Вырастившая меня бабушка умерла. Это была катастрофа. Я потеряла всю свою энергию, прекратила учебу и поставила на паузу свою жизнь. Именно в этот уязвимый период Кшис Гетц, с которым я познакомилась в семнадцать, вернулся после трехлетнего пребывания в Гане. Он стал моим мужем.

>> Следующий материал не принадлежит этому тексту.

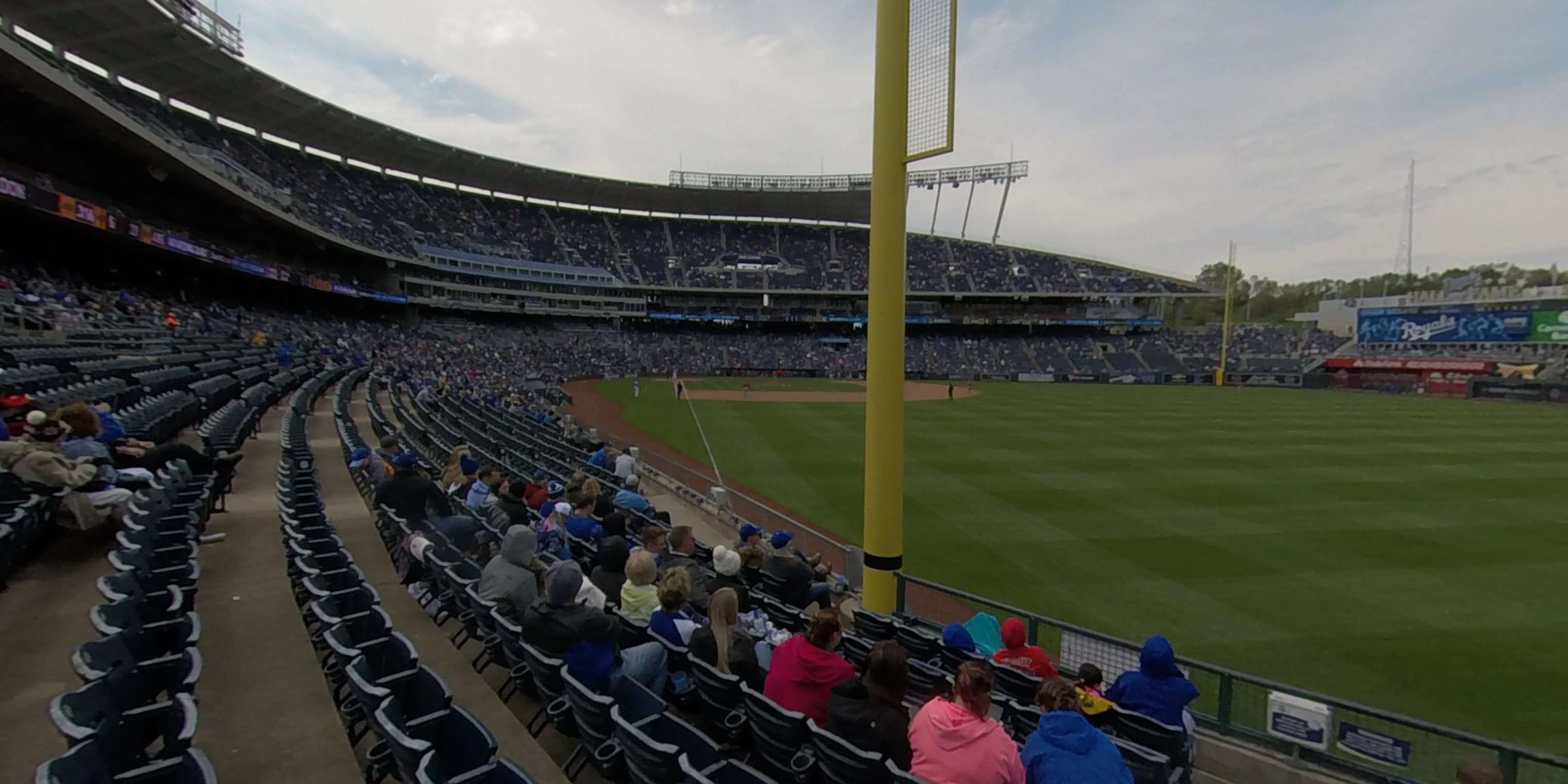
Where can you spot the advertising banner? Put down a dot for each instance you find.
(1299, 720)
(1550, 326)
(1492, 326)
(1377, 363)
(1267, 380)
(1134, 379)
(1518, 389)
(1373, 745)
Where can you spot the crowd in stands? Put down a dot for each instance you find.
(396, 216)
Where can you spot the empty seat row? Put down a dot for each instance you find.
(374, 673)
(135, 715)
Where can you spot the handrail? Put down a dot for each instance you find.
(1509, 753)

Происшествия и обстоятельства меняют ход жизни подобно тому, как случайные воздействия формируют ход развития эмбриона, например жужжание молекулярного содержимого эмбриональных клеток.

Образование — один из ключевых факторов, однако не школа, а беседы с моим отцом и его друзьями, детство в научной лаборатории вызвали во мне непреходящую страсть к биологии, и в частности — очарование мозгом и его пластичностью.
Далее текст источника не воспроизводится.